In Part One of Awareness: “Owning Possibility” we contemplated awareness from the standpoint of introspection; and we learned that it’s important to start to project that Awareness outward and forward in time, lest we find ourselves concussed, stumbling towards our horse. The tools we use — flags, tarps, ropes, cattle, other horses, yes…even chickens — can be helpful in improving your ability to externalize your Awareness, once you get it right within yourself, and are there in the moments with your horse. As sure as I’m sitting here typing, there’ll be a plastic bag, or a snake, or a calf laying down, or one of our most famous invasive species, the Chinese Ringneck Pheasant, that may catch our horse-and us perhaps-unaware. If we’ve effectively used what we have at hand, and prepared our horses, we can fall back on our confidence and trust we’ve built with them and need not react.
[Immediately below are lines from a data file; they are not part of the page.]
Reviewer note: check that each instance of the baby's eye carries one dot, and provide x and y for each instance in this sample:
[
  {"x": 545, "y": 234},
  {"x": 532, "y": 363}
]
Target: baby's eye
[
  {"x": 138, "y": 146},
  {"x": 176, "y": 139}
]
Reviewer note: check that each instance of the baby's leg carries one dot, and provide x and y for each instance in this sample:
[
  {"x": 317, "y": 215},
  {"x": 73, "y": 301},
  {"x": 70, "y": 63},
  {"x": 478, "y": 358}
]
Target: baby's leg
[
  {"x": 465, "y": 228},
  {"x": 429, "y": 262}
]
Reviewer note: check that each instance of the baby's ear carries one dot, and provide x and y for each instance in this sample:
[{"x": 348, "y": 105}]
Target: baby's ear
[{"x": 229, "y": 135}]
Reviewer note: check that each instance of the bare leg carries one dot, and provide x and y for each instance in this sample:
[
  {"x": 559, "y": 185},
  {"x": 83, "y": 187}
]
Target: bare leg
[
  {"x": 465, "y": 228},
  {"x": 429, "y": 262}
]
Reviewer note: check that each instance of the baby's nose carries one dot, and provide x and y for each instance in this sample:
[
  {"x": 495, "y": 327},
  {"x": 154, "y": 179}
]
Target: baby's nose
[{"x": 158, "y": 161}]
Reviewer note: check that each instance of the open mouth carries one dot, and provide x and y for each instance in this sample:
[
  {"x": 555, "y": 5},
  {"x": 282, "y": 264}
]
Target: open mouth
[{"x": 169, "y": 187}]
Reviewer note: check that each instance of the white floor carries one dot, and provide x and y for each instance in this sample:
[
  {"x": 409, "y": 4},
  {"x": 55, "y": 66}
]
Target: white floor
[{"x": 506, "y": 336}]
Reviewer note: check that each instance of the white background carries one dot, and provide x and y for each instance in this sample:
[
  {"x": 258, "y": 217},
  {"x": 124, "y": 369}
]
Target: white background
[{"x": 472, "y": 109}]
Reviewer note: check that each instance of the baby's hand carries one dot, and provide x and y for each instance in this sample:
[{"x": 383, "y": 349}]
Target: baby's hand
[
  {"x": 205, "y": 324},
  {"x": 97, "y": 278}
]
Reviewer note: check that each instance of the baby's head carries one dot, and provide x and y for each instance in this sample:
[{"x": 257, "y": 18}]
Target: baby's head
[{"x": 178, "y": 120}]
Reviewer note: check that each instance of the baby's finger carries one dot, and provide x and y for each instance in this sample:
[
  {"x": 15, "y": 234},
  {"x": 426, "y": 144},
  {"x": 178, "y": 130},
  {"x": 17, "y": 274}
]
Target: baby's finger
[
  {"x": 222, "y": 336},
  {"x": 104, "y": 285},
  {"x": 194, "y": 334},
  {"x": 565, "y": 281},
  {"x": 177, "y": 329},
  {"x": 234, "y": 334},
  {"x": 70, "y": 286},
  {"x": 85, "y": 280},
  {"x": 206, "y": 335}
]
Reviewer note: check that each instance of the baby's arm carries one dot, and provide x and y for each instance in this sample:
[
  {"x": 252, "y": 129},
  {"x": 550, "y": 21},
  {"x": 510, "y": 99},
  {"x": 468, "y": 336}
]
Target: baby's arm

Horses get get exposure to unexpected things everyday, and learn to be aware, but feel no need to be alert. Then we add our impact to the relationship. If we’re riding our horse, we’ve got to think of ourselves as the leader because they do. When we don’t bring Awareness to the relationship, what if something happens that we don’t expect, or we’re concerned about how our horse might react?  It could be that we haven’t taken the opportunity to prepare our horse, or maybe we don’t quite believe in our preparation. To our horse, that feels like uncertainty from the leader; and it could be what takes him from the flicker of an ear towards something, to feeling the need to preserve himself.

If we think about awareness as preparation, it’s easy to see how it can help us become confident in ourselves and in our ability to guide us through sticky situations with our horses.